I'm with Mr. Ramirez; it's time to make the "Death to America" mullahs an endangered species.

Also of note:

  • The bogosity is strong with this one. Especially when he's trying to defend the indefensible. Rich Lowry examines Zohran Mamdani’s Bogus Explanation for Opposing Israel. He claims that he refuses to support "any state that privileges one religion over another." For an example of his "fairness", he cites Saudi Arabia.

    Well.

    Israel doesn’t have an official religion — repeat, it has no state religion.

    Instead, it is the homeland for Jews. Its Basic Law says that Israel is “the nation-state of the Jewish people, in which it realizes its natural, cultural, religious, and historical right to self-determination.”

    In other words, Israel is for the Jews in much the same way, say, that Poland is for the Poles or Japan for the Japanese.

    That these countries have distinct national identities defined by the peoples that live in them doesn’t mean they aren’t free societies.

    The Israeli Declaration of Independence says the Jewish state “will ensure complete equality of social and political rights to all its inhabitants irrespective of religion, race or sex; it will guarantee freedom of religion, conscience, language, education and culture.”

    And, indeed, there is freedom of religion in Israel. Christian, Muslim, Druze, and Baha’i communities maintain their own religious institutions and are free to worship as they please. The wrinkle is that — in an inheritance from the Ottoman Empire — Israel recognizes various religions and gives their courts authority over matters such as marriage and divorce.

    For the record, Wikipedia tries very hard to lump Israel into the (many) other countries with a state religion, it has to admit that "Judaism is not the state religion". Buried in a lot of handwaving meant to persuade the reader otherwise.

  • The horseshoe's ends are getting closer every day. Meagan O'Rourke reports on Democrats' first 'Project 2029' proposal: More government control over social media.

    Democrats are gearing up for the 2028 election and preparing a list of policy priorities—dubbed "Project 2029"—should they retake the White House. The first Project 2029 proposal is not about affordability, healthcare, or foreign policy. No, the Democrats' first proposal concerns children's online safety: the issue fueling lawmakers' bipartisan push to impose greater government control over the internet.

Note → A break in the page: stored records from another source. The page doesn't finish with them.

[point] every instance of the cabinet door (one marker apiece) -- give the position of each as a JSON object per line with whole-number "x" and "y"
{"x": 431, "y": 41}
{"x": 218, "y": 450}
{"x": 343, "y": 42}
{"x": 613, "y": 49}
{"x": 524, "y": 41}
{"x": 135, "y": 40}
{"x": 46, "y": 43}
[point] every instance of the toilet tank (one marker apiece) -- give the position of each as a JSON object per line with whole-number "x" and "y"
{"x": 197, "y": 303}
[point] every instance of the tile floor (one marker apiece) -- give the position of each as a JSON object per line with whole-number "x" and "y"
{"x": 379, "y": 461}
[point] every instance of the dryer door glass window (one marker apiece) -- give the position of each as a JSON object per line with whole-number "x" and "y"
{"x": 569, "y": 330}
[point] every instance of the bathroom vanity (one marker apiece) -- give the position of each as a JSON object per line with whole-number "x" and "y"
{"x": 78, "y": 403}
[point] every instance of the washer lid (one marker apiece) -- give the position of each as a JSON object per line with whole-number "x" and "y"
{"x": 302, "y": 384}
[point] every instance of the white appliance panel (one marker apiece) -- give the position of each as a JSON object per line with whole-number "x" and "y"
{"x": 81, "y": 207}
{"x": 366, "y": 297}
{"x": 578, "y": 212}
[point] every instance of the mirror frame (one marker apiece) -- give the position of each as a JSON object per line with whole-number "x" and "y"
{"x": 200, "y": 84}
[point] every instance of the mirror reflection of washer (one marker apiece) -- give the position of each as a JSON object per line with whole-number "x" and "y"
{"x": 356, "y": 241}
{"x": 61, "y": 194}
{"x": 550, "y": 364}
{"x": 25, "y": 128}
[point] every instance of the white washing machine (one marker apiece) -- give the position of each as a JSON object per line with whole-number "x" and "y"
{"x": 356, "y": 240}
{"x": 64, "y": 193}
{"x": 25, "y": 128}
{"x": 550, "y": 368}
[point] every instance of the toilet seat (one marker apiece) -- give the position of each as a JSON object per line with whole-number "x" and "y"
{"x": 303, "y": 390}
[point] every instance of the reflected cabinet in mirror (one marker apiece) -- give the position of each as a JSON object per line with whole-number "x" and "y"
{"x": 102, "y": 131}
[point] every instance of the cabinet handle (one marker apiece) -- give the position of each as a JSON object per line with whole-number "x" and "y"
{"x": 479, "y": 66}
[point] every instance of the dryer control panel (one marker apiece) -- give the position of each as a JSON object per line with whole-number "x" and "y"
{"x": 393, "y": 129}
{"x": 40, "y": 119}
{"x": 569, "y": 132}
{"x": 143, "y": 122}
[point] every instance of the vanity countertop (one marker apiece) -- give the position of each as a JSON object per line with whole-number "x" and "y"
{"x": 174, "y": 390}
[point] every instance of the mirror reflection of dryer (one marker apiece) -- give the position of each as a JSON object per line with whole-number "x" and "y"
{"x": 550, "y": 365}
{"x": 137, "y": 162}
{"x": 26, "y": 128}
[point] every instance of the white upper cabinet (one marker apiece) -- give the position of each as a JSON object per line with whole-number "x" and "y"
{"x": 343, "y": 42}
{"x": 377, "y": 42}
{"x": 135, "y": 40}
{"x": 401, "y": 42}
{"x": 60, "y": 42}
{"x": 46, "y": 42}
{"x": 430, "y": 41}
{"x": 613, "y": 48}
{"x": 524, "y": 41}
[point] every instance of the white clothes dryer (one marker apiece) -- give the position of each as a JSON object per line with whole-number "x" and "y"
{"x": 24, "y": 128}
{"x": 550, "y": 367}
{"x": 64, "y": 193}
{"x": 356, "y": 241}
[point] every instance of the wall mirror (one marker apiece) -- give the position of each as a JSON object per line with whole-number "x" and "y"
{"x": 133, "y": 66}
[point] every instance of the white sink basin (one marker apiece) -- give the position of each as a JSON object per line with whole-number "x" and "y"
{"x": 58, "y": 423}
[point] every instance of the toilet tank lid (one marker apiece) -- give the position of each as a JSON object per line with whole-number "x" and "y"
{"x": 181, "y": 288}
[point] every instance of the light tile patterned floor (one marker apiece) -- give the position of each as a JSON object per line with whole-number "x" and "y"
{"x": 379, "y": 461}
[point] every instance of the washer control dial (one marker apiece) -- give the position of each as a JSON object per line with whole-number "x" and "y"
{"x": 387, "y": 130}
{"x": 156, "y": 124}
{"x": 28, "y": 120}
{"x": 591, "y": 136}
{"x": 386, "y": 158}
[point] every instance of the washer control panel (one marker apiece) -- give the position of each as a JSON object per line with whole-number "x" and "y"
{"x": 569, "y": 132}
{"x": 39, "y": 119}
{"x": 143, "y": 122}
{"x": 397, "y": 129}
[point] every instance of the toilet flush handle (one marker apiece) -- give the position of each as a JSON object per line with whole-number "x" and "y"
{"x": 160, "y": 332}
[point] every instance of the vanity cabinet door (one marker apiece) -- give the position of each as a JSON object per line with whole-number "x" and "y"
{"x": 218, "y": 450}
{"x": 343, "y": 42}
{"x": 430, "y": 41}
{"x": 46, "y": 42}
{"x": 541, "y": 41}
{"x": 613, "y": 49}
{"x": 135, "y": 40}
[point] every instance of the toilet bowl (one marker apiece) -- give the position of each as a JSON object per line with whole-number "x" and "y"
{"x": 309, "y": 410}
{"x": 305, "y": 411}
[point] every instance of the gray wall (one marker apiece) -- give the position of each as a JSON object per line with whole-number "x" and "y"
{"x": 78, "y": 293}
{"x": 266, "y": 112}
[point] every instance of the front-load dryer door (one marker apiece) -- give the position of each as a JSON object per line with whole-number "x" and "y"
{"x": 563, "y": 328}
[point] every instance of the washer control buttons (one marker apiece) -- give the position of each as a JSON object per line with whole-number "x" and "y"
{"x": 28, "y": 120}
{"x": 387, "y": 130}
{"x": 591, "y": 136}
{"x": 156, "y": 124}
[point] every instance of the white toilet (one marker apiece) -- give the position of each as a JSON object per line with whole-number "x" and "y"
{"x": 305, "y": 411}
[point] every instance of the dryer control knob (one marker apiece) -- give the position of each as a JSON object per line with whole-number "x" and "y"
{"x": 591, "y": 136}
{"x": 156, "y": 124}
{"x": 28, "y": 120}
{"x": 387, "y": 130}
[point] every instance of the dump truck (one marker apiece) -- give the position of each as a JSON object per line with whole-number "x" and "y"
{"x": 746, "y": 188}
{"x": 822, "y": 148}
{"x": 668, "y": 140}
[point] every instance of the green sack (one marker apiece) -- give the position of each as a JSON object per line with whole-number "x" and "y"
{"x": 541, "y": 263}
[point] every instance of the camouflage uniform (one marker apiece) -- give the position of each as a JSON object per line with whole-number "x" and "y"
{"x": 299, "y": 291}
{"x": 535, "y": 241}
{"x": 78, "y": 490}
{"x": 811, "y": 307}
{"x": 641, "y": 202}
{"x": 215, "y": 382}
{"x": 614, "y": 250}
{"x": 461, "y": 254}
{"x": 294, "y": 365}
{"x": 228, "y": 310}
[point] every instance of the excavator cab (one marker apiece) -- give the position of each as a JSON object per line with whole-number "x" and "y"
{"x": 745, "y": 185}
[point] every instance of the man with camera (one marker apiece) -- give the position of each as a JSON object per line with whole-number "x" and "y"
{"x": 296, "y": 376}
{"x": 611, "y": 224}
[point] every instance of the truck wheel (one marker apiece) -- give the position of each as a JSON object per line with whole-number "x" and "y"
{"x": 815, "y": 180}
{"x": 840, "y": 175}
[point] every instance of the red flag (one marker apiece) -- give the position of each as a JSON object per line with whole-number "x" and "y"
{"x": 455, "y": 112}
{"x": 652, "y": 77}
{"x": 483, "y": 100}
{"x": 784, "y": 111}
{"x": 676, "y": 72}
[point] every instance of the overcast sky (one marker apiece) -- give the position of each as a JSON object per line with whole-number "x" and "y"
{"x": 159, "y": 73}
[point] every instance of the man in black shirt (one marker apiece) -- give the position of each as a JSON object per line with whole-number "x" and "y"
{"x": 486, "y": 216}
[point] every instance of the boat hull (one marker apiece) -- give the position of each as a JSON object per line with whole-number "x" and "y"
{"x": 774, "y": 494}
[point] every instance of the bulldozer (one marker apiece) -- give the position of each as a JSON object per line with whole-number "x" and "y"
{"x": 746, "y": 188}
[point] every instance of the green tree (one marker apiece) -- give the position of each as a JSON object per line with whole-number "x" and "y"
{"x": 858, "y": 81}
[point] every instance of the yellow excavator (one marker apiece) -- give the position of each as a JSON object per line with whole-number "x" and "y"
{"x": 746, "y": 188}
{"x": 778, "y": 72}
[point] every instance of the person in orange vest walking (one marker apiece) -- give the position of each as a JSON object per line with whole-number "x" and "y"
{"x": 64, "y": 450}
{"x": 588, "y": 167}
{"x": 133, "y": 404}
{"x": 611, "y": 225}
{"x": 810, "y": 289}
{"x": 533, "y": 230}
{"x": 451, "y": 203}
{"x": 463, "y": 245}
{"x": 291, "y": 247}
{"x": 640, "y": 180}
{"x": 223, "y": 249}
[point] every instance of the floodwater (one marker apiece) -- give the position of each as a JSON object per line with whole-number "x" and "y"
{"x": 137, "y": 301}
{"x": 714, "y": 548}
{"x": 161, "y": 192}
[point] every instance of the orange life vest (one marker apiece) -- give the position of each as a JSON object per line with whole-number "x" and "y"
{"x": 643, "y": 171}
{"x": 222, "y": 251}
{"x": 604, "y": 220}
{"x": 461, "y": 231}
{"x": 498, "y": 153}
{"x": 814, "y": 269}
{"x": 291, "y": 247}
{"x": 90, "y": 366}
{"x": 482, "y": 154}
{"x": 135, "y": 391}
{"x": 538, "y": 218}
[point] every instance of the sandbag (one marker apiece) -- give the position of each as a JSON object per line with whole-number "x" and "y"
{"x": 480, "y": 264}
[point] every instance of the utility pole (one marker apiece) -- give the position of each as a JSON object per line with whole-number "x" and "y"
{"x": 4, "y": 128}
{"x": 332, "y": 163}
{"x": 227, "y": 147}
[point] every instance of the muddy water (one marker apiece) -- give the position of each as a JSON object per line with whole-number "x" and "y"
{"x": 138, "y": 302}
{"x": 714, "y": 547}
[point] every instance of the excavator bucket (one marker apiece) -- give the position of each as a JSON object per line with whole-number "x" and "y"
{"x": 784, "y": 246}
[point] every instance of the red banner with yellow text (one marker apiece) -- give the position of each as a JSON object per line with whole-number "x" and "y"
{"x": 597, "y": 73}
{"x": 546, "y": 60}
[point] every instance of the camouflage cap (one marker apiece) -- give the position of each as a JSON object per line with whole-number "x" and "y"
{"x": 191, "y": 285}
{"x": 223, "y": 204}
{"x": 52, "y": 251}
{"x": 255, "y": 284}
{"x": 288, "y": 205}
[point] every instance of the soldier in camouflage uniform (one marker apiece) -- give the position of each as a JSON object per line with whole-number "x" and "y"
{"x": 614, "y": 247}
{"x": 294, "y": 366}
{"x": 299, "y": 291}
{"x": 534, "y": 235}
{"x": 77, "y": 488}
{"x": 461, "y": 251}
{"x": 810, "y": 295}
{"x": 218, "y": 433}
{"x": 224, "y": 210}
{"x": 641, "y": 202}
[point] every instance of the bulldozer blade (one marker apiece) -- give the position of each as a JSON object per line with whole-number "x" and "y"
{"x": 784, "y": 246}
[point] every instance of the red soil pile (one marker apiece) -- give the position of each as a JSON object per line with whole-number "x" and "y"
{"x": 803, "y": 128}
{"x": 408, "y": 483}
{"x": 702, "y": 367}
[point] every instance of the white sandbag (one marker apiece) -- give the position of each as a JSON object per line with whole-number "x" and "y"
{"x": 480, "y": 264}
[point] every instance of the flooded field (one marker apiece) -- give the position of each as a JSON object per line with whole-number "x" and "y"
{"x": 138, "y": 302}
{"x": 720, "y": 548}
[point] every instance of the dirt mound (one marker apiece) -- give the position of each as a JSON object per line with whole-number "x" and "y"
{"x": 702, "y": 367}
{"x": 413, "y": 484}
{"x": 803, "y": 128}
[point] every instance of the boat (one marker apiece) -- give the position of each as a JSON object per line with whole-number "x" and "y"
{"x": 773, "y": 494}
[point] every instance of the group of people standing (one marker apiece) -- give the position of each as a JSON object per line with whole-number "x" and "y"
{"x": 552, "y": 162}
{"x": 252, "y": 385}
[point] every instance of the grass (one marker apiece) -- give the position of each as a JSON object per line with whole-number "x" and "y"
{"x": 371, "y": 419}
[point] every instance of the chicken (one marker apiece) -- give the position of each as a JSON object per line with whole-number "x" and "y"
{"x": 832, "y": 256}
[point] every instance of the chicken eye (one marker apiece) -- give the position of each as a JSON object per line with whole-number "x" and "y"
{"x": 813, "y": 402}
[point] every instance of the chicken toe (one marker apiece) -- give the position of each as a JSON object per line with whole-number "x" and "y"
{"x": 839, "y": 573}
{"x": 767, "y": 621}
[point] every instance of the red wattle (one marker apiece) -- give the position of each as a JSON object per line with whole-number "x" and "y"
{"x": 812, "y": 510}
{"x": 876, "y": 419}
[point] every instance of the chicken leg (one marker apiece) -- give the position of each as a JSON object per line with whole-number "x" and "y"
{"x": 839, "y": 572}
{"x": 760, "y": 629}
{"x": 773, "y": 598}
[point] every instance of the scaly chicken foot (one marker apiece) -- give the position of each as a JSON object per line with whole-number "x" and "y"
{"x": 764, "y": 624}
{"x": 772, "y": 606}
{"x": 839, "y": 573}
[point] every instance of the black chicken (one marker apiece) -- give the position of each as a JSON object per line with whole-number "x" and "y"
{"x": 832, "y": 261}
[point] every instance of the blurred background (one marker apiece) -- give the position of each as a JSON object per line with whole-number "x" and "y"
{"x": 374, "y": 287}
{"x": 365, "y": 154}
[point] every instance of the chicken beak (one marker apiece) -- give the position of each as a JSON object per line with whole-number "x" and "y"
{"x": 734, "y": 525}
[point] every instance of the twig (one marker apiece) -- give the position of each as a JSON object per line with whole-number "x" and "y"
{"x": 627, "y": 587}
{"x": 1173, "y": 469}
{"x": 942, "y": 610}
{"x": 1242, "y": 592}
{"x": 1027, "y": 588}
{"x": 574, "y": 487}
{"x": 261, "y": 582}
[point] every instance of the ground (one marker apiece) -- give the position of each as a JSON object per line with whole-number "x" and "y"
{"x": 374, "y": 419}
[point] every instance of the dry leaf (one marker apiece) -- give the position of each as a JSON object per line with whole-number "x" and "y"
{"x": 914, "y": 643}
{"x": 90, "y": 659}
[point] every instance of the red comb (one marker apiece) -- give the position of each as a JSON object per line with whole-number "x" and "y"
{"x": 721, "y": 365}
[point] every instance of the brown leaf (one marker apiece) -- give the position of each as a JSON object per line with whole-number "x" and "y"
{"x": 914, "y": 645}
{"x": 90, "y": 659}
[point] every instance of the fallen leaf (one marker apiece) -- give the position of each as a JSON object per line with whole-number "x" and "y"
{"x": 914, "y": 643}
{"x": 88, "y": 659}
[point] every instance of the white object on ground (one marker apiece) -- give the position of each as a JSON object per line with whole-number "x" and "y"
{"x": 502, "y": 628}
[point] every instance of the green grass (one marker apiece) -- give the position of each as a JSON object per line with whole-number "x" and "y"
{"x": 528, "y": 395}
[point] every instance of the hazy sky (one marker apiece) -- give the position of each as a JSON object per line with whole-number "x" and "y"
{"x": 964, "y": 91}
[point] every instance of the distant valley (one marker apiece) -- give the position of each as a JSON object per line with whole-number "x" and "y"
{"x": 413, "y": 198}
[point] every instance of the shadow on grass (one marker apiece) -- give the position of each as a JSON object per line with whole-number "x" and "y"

    Semafor's Nicholas Wu first reported on the "Kids Over Clicks" proposal on Monday. The proposal, Wu wrote, advocates for "narrowing protections under Section 230 of the Communications Decency Act that shield platforms from some liability," banning social media accounts for kids under 16, "designing safer internet platforms," and more.

    "It's for the kids" is, unfortunately, a too-effective thought-terminating cliché.

  • Also on the censorship front. There was something for everyone at SCOTUS yesterday. Let me link to something the WSJ editorialists (and I) liked: Political Speech Wins Again at the Supreme Court. (WSJ gifted link)

    One laudable project of the current Supreme Court has been incrementally restoring the First Amendment right of Americans to spend on political campaigns. A 6-3 majority on Tuesday took another step toward that end by overturning federal limits on coordinated spending by candidates and parties (NRSC v. FEC).

    Political parties are weaker than ever, and one reason is a 1974 campaign finance law that limits how much parties can spend in coordination with candidates. “For nearly 200 years after the ratification of the First Amendment, parties could spend freely to support their candidates during campaigns and could do so in coordination with the candidates,” Justice Brett Kavanaugh writes for the majority.

    It's dispiriting how many Democrat candidates want to "overturn Citizens United". Now they will have something else they want to overturn! Even my "moderate" CongressCritter Chris Pappas, now running for Senate, wants Citizens United overturned.

    Fun fact: his campaign website features his "Anti-Corruption Agenda". Which proudly announces that "Pappas doesn’t take a dime of corporate PAC money."

    But as it turns out, Pappas takes a lot of dimes of union PAC money. Which is not corrupting at all, apparently.